Fans would ring the number expecting to contact one of the band members, but got a confused home owner in their own area code. Over the years it has become a kind of sacred place for OMD fans. In 2004 OMD fan Stephen Cork started a successful campaign to get the telephone box repainted in time for a fan tour on .

On the evening of 18 August 2017 the phone box was removed by BT Group. It has subsequently been restored and returned to its original location as of October 2017.

== Music video ==
Australian director Russell Mulcahy shot the music video. It was believed to have been lost as it was not part of Virgin Records' video archive. Keyboardist Paul Humphreys sourced a copy which led to its inclusion on the DVD component of Messages: Greatest Hits (2008). The Roland CR-78 drum machine, which was used on the intro of the song, is visible in the clip.

== Charts ==
"Red Frame/White Light" was the group's first entry on the UK singles chart, reaching number 67 in February 1980.

| Chart (1980) | Peak position |
|---|---|
| UK Singles (OCC) | 67 |
| US Dance Club Songs (Billboard) with "Messages" | 67 |

== Alternative versions ==
Contrary to identical timings being printed on the 7" and 12" labels, the 12" version is slightly longer as the coda comes to a sudden stop, as opposed to the 7" version which fades out.
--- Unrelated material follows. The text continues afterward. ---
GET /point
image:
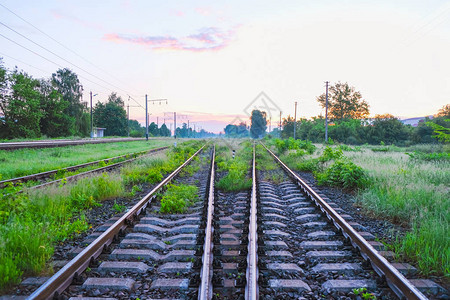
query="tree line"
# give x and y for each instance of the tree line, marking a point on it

The group recorded a version of "Red Frame/White Light" for a John Peel radio session in 1979. This version was made available on the compilation album Peel Sessions 1979–1983 (2000).

A remastered version appeared on the 2019 compilation album and boxset, Souvenir – The Singles 1979–2019.

== Live performances ==
After being included in many early live sets, the song has rarely been performed live by the band after 1980.

A live performance was recorded at the Theatre Royal, Nottingham on 28 July 1980 for Rockstage TV broadcast. It was not given official release until 2015 on the Access All Areas CD and DVD release.

In 2019, the band performed the song as an encore on their 40th anniversary Souvenir Tour.